NUMERICAL SIMULATION OF TWO-PHASE FLOW USING THE LEVEL SET APPROACH

In this dissertation, we present numerical schemes in simulating immiscible two-phase flow problems. The goal of this work is to find unified solutions for numerical modeling of any kind of immiscible two-phase flow with moving interface. Fluid flows are modeled using Navier Stokes equations with discontinuous coefficients. We introduce the Volume Fraction method to evaluate discontinuous integrals arise from the variational formulation in the Finite Element method. The use of Volume Fraction method avoids the approximation of the Dirac Delta function, and therefore no regularization procedures are needed.

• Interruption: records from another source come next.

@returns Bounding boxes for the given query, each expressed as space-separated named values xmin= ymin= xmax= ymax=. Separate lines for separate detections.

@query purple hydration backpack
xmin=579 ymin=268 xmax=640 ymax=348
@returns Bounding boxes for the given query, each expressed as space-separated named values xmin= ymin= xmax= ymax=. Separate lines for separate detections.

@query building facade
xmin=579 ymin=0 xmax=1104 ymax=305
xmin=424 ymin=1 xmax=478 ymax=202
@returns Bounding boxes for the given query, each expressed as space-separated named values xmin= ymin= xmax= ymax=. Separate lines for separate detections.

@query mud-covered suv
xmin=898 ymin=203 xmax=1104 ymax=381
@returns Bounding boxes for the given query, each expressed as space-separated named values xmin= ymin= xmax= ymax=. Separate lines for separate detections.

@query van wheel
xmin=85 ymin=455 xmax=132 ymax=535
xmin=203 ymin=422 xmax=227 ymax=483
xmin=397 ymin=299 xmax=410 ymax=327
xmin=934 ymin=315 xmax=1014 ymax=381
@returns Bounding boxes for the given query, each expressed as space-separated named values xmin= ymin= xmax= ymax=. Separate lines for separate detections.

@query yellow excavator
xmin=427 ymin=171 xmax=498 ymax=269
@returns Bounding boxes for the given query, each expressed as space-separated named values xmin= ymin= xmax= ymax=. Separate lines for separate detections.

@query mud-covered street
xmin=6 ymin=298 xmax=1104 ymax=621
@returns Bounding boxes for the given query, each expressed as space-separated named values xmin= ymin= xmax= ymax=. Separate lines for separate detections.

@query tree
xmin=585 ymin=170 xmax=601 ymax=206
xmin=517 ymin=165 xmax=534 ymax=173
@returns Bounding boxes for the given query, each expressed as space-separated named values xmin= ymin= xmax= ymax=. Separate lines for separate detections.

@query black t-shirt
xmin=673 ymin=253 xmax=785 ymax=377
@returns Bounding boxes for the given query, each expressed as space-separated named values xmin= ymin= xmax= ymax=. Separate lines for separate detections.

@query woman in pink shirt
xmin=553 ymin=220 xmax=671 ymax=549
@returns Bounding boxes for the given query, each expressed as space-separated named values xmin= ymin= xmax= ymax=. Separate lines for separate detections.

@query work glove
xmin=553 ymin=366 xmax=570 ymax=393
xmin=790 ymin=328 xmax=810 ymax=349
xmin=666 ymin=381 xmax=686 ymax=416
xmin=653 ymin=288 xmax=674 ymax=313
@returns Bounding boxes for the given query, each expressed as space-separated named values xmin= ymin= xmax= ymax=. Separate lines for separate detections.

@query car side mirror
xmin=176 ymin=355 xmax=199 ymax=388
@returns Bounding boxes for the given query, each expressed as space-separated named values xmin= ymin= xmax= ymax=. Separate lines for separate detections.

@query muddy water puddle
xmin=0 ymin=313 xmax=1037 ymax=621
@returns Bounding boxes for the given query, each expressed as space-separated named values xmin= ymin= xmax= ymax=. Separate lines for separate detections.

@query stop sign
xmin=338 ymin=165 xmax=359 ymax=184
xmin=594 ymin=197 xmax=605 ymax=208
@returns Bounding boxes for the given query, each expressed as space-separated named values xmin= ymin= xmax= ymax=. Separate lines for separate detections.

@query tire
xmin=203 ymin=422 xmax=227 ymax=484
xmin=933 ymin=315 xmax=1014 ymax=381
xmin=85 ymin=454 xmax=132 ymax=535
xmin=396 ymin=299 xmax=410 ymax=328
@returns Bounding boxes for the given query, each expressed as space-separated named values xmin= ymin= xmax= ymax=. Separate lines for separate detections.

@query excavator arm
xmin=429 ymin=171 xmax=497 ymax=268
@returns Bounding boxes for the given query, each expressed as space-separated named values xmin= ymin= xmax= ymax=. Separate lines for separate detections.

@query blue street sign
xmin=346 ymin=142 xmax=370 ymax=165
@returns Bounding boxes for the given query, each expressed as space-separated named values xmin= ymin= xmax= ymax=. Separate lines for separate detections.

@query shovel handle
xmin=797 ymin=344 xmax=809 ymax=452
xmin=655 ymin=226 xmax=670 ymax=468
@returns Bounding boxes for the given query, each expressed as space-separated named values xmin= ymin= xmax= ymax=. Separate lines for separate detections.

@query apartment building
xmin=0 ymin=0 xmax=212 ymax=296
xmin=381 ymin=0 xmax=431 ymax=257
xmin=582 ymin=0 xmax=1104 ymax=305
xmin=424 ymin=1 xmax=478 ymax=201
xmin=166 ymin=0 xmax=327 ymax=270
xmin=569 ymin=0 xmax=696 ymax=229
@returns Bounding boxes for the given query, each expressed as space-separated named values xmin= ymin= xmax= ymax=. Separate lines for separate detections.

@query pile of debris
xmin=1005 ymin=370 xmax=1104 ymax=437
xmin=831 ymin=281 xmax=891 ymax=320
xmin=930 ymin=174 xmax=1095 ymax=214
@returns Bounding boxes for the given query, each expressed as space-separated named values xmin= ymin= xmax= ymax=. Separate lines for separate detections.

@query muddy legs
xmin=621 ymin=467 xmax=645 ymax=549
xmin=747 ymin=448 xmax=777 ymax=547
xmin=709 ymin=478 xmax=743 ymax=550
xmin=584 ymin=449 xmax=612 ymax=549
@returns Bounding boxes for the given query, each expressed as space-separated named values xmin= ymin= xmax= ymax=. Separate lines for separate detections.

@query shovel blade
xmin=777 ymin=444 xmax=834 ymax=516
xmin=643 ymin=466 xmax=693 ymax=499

Several operator splitting variants are studied in detail in linearized and non-linearized fashion, when we want to evaluate the discontinuous coefficients. Interface is captured using the Level Set approach, where a transport equation is solved numerically with fourth order scheme without any stabilization terms. The surface tension effect is implemented in a semi-implicit way, thus larger time steps can be used compared with the explicit method. A recent, well-developed re-initialization technique is included as a way to preserve the signed distance property of the Level Set function. All mentioned numerical methods are used to build two-dimensional solvers. Solvers have been tested both with single-phase flow and two-phase flow benchmark problems. In particular, the bubble dynamics are presented to validate stated numerical schemes.